The Scope of the General Duty Clause
Chairman MacDougall wrote a separate concurrence, stating that the Department of Labor, in this case, sought to apply the General Duty Clause in ways never intended by Congress. Chairman MacDougall noted that the general duty clause requires a concrete condition that poses a risk of harm and that excessive heat does not meet that concrete requirement. She noted that heat was something inherent in any outdoor activity and only presented the possibility of harm and not the concrete hazard required for a General Duty Clause citation. She also raised a concern with the vagueness of the term “excessive heat” and the inherently moving target imposed by this phrase. Speaking recently at the American Bar Association’s OSHA Committee’s Mid-Winter Meeting, Chairman MacDougall referenced this concurrence and specifically highlighted her concerns as expressed in her written opinion.
Finally, in addressing the idiosyncratic issues applicable to MR, Chairman MacDougall cited the amicus brief from the National Association of Home Builders, and quoted that the “provision is referred to as the “general” duty clause, not the “individual” duty clause: ‘Analyzing personal risk factors such as underlying health conditions or ages eliminates the sweeping concept of a ‘recognized hazard’ for all employees and instead turns the General Duty clause into an individual duty clause whereby the recognition of the hazard is now employee-specific.’”
Commissioner Atwood dissented and, reasoning backward from the occurrence of heat stroke, found the existence of a hazard. She also found the abatement methods to be proposed, not in the alternative, but as elements of a single method of abatement. When speaking on this issue at the recent ABA OSHA Committee’s meeting, Commissioner Atwood reaffirmed her statement in the dissent that she would have required all of the methods as a single form of abatement of the hazard.
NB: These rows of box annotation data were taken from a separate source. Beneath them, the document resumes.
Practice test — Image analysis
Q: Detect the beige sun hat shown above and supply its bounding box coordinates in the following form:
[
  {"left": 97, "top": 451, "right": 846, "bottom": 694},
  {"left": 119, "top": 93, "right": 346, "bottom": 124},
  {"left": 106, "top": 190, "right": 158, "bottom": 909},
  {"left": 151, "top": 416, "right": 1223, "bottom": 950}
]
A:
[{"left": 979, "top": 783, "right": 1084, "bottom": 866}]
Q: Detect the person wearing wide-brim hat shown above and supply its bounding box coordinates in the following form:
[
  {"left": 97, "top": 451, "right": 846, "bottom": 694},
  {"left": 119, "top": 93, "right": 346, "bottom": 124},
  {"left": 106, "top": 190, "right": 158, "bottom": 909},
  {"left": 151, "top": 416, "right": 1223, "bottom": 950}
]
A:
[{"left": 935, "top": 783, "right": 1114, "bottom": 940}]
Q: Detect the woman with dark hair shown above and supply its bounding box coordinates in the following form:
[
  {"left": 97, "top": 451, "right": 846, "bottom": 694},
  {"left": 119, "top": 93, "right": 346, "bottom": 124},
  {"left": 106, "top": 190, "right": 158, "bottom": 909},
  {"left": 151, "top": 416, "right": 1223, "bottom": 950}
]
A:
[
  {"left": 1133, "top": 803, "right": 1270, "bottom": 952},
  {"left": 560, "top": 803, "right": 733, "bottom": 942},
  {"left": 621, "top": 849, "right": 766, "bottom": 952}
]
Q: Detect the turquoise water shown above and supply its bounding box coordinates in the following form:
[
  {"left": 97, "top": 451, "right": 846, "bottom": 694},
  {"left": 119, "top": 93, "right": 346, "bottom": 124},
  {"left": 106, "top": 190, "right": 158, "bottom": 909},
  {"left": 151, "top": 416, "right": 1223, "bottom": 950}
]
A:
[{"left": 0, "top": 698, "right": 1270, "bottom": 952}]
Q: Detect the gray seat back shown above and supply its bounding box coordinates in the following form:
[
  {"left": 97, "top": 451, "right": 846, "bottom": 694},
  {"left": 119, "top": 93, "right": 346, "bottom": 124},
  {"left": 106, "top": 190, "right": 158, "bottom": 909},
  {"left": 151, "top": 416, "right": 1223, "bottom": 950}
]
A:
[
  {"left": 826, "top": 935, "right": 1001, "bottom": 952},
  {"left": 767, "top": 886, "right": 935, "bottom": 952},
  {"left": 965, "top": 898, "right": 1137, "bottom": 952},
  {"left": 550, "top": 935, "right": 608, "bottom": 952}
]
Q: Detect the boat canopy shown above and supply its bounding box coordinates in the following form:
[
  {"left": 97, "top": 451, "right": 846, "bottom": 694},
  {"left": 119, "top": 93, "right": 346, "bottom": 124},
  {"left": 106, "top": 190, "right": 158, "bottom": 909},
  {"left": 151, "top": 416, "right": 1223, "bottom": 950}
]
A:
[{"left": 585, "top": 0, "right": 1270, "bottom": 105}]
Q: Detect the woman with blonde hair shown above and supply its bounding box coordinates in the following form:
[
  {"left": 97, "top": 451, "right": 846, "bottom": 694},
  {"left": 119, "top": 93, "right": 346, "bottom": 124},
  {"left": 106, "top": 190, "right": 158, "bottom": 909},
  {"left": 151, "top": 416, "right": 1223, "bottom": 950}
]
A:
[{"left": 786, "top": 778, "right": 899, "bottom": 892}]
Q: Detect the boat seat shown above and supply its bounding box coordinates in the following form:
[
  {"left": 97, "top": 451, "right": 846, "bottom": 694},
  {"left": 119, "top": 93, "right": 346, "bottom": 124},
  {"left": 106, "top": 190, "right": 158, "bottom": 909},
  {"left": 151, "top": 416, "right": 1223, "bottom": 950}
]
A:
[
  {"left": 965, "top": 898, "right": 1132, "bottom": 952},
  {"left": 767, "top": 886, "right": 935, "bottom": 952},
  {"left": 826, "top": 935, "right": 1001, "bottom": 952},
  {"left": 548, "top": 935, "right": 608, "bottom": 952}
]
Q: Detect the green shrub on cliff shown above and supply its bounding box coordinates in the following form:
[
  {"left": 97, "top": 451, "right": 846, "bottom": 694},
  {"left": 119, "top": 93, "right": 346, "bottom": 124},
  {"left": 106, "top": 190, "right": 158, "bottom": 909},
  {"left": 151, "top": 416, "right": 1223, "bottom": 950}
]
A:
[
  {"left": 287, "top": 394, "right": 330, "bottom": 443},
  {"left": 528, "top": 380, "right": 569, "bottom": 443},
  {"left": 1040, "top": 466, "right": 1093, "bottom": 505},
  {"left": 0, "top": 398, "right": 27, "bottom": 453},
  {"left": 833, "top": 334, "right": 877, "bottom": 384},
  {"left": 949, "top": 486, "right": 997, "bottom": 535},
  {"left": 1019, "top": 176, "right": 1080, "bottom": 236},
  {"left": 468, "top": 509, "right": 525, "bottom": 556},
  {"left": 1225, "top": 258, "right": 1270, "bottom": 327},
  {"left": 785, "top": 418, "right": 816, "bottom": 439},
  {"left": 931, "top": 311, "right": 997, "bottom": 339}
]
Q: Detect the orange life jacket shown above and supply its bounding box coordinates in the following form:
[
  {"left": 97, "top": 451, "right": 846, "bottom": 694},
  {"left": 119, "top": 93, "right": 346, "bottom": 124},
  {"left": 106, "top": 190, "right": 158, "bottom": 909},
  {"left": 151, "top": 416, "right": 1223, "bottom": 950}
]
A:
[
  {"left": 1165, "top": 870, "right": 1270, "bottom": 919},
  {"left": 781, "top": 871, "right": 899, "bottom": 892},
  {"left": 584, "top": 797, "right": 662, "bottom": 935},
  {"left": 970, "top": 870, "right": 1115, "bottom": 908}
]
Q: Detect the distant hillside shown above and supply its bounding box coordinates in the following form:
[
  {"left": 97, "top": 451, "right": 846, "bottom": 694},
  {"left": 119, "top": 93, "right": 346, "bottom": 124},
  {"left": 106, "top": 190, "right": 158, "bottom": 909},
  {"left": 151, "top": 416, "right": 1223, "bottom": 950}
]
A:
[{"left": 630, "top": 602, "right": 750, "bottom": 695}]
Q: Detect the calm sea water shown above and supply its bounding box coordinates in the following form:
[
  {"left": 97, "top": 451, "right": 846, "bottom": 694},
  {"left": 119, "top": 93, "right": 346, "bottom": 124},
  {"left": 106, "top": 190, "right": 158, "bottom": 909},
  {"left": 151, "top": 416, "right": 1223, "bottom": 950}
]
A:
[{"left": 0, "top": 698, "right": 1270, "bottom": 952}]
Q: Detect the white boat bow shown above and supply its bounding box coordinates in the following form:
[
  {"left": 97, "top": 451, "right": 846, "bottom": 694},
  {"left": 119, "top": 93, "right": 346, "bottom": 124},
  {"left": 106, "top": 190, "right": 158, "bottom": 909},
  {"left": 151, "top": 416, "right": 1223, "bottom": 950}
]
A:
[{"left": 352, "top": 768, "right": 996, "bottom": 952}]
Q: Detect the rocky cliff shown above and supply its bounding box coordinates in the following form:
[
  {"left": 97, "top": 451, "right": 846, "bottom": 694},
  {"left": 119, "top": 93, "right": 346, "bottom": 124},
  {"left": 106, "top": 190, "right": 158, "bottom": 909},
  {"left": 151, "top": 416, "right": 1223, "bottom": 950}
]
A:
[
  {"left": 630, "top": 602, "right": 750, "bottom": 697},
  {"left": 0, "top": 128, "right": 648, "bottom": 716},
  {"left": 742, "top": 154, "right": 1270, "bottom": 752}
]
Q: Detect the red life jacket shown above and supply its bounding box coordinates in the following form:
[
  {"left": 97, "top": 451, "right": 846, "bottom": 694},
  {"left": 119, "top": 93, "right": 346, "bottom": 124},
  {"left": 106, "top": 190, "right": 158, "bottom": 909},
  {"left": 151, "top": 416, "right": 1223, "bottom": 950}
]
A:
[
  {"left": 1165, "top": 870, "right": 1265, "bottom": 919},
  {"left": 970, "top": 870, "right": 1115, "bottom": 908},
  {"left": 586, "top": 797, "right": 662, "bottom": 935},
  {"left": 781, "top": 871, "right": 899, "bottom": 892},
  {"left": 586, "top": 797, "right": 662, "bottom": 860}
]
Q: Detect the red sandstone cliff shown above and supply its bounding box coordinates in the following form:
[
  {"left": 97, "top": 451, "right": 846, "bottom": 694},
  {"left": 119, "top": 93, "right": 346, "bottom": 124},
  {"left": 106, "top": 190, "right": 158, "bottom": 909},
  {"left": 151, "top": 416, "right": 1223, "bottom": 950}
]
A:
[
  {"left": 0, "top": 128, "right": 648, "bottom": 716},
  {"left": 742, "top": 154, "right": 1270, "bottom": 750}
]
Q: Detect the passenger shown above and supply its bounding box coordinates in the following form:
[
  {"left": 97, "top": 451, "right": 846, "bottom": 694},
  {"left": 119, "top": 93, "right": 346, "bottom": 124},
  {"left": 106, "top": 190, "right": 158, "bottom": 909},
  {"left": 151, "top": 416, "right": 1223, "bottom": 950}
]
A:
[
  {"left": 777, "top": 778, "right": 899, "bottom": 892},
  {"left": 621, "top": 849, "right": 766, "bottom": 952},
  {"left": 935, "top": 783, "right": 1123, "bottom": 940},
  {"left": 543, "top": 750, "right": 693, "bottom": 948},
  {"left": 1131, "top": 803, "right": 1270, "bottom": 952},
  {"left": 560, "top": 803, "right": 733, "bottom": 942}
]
One footnote stands out as a concise summary of the takeaway from this decision. On page 8 in footnote 9 of the decision, the Commission stated that “[w]hile practical considerations may have lead OSHA over the years, to rely on the general duty clause in lieu of setting standards, the provisions seems to have increasingly become more of a “gotcha” and “catch-all” for the agency to utilize, which as a practical matter often leaves employers confused as to what is required of them.” This is further emphasized by Chairman MacDougall’s concurrence, which criticizes the vagueness of standard used in this particular citation.
Given the expiration of Commissioner Atwood’s term next month and the current administration’s anti-regulatory inclination, OSHA may find it increasingly difficult to uphold heat-related citations for violations of the general duty clause and employers may see a number of valid defenses based on the OSHRC’s decision in Sturgill.
[i] Sec’y of Labor v. A.H. Sturgill Roofing, Inc., OSHRC Docket No. 13-0224.
[ii] Arcadian Corp., 20 BNA OSHC 2001, 2007 (No. 93-0628, 2004).
[iii] Arcadian, 20 BNA OSHC at 2011 (citing Beverly Enters. Inc., 19 BNA OSHC at 1190).